Die Vorsitzendenposten in den Ausschüssen des Bundestags werden nacheinander nach der Größe der Fraktionen vergeben. Das Ergebnis der Auswahl der FDP, SPD, Grünen sowie der CDU/CSU ist, dass die faschistische AfD nun die Vorsitze über den Innenausschuss und den Gesundheitsausschuss erhält, die sie dankend annehmen wird. Die AfD wird also künftig unter anderem noch mehr Zugang zu sensiblen Informationen (z. B. über befreundete Rechte und verfeindete Linke) erhalten, Sitzungen leiten, das Wort erteilen bzw. entziehen und parlamentarische Arbeit damit noch stärker mitbestimmen. Ihre Einstellung zur Corona-Pandemie wird auch den Gesundheitsausschuss maßgeblich prägen. Im Innenausschuss, der sich unter anderem mit der extremen Rechten auseindandersetzen muss, darf sich die AfD wohl bald mit noch mehr Informationen über die eigene Partei beschäftigen.

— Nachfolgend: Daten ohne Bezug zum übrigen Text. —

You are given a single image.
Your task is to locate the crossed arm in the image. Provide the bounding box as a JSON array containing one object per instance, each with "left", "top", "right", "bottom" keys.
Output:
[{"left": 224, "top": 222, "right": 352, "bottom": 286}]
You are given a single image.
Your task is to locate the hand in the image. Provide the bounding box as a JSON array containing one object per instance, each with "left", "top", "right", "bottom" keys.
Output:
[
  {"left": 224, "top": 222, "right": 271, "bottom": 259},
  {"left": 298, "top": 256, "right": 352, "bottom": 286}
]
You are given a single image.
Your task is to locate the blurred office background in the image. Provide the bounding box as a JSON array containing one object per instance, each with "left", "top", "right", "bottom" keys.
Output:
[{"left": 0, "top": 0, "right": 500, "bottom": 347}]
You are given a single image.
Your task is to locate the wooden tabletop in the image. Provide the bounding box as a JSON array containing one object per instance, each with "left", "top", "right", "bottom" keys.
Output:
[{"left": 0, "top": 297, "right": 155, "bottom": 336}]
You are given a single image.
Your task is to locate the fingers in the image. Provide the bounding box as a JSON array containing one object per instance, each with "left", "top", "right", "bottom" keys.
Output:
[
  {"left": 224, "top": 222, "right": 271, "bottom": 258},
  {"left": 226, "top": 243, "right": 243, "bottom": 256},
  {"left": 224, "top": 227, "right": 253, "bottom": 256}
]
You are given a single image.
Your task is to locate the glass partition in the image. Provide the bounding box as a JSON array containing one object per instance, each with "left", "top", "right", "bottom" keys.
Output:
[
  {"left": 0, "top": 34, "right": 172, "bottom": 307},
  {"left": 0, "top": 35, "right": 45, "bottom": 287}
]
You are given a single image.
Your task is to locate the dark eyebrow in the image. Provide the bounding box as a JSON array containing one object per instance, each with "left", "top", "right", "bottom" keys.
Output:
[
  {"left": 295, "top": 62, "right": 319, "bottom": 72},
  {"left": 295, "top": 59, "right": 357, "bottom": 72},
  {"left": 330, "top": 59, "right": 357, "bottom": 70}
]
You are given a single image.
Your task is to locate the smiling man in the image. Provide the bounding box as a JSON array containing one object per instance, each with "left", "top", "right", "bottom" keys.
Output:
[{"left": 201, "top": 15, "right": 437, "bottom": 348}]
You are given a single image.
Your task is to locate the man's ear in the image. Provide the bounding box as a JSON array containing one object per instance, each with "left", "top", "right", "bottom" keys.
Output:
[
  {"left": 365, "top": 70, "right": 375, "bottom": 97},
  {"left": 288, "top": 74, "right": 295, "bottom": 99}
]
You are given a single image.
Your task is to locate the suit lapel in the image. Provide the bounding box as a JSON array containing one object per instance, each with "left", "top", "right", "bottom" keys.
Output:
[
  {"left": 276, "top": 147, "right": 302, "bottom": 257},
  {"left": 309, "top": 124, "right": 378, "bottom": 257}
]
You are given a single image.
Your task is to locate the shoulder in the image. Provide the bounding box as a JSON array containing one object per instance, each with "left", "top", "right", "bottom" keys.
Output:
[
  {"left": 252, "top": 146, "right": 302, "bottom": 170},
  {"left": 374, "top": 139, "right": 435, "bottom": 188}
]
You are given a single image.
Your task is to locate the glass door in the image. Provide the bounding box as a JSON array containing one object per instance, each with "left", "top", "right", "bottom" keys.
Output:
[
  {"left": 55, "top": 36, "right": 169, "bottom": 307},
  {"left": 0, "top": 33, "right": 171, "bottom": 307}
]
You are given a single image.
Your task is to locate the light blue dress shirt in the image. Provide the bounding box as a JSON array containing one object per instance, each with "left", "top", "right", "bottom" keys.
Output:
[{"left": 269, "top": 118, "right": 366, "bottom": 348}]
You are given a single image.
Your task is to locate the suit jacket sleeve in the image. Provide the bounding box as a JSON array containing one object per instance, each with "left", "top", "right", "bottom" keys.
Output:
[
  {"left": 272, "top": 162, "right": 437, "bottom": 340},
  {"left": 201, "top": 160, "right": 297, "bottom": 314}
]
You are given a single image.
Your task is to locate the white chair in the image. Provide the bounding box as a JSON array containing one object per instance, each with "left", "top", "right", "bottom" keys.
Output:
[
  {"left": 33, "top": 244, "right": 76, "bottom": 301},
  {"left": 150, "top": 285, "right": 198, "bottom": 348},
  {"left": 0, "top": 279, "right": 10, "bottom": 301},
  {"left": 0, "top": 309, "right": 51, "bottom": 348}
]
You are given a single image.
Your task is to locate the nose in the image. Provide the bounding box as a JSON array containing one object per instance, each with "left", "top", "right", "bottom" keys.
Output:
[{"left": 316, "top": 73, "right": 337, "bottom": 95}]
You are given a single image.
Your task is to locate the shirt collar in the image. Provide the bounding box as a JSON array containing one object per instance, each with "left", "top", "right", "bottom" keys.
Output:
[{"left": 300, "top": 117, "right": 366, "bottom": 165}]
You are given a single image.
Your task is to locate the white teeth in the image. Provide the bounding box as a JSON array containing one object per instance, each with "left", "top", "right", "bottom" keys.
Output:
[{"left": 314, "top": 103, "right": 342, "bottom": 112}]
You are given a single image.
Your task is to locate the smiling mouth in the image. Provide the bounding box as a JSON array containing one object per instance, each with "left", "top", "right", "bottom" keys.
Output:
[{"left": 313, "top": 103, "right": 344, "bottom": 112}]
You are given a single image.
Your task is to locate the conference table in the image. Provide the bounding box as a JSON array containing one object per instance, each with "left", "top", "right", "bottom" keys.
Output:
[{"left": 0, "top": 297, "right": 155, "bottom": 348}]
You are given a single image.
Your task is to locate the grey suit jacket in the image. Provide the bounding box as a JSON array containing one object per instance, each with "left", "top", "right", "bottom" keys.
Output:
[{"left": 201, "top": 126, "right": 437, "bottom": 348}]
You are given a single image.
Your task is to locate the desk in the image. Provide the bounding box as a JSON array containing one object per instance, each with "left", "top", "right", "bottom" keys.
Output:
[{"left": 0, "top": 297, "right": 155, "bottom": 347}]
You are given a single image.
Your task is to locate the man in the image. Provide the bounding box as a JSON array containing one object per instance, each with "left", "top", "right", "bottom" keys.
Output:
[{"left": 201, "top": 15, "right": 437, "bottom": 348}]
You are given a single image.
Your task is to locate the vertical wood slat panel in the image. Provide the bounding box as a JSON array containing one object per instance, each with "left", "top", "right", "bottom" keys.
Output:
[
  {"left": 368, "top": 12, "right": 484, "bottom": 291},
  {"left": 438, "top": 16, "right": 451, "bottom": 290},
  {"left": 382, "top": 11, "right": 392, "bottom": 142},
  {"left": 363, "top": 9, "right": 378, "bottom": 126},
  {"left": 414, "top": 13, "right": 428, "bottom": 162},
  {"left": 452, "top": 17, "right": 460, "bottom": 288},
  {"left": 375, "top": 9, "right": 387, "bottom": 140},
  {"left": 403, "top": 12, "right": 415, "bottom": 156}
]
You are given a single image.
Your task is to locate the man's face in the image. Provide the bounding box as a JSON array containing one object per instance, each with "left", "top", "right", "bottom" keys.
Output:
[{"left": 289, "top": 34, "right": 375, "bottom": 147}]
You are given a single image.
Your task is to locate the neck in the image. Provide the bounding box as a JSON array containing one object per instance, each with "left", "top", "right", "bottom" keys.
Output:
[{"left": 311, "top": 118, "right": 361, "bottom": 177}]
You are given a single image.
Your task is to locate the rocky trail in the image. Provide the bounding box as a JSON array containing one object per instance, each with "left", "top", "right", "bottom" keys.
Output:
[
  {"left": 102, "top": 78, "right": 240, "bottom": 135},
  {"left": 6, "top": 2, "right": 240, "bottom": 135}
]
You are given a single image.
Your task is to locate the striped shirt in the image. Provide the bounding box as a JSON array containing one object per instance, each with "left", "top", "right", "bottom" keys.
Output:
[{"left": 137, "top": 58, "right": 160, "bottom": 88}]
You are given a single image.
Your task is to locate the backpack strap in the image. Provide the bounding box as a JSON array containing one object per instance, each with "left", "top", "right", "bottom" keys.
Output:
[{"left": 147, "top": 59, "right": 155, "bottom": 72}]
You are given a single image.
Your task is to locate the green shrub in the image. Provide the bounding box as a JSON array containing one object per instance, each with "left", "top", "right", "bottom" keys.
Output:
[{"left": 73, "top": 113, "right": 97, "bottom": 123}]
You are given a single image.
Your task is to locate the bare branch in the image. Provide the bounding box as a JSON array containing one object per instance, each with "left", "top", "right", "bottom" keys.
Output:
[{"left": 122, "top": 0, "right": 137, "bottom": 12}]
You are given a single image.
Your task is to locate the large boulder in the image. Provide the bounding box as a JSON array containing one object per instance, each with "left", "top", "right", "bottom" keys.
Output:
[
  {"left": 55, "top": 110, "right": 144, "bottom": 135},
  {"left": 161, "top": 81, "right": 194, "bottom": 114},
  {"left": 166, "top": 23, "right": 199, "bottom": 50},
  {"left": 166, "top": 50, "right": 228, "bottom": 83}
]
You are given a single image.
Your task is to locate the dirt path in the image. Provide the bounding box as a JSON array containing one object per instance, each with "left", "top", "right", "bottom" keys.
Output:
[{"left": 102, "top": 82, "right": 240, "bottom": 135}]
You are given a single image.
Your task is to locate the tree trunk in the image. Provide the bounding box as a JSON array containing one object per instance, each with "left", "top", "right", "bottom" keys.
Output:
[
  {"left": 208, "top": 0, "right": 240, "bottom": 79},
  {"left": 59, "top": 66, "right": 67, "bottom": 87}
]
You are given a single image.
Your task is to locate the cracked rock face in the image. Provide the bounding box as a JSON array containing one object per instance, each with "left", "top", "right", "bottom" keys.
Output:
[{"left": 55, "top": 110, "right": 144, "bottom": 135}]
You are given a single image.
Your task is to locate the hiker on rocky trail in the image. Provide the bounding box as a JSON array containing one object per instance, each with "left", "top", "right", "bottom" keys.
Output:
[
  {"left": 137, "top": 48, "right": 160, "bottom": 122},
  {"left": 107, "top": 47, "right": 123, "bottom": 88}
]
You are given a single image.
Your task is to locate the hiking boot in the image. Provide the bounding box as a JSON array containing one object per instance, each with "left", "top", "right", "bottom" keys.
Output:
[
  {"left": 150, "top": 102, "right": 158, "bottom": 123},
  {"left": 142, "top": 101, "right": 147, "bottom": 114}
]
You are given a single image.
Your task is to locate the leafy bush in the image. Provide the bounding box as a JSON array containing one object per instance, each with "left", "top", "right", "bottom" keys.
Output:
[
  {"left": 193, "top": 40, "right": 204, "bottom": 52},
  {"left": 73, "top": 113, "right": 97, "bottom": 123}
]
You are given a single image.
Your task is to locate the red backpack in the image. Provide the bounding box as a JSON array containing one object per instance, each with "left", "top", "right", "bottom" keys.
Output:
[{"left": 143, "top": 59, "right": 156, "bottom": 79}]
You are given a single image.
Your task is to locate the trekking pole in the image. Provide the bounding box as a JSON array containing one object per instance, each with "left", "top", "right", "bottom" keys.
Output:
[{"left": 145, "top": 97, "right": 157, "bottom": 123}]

Das Lachen über diese Absurdität bleibt uns im Hals stecken.
Die AfD kann und wird die ihr zukommenden Ausschüsse als politisches Instrument benutzen, um sich abzusichern und zu stärken. Neben den Auswirkungen auf parlamentarische Arbeit wird sie damit auch gefährlicher für Linke und alle anderen von faschistischer Politik Betroffene.
Die Gefahr, die von der AfD ausgeht, ist real. Ihre Machenschaften zeigen aber nicht nur bei anderen Politiker*innen in Parlamenten ihre Wirkung, sondern vielmehr bundesweit auf den Straßen, in den Betrieben, in den Schulen, in der gesamten Gesellschaft. Der Kampf gegen die Faschist*innen muss daher auch auf allen Ebenen geführt werden. Auf ein Parlament, einen Staat und seine Organe, die mehr und mehr von rechten Kräften durchsetzt sind, können und dürfen wir uns dabei nicht verlassen!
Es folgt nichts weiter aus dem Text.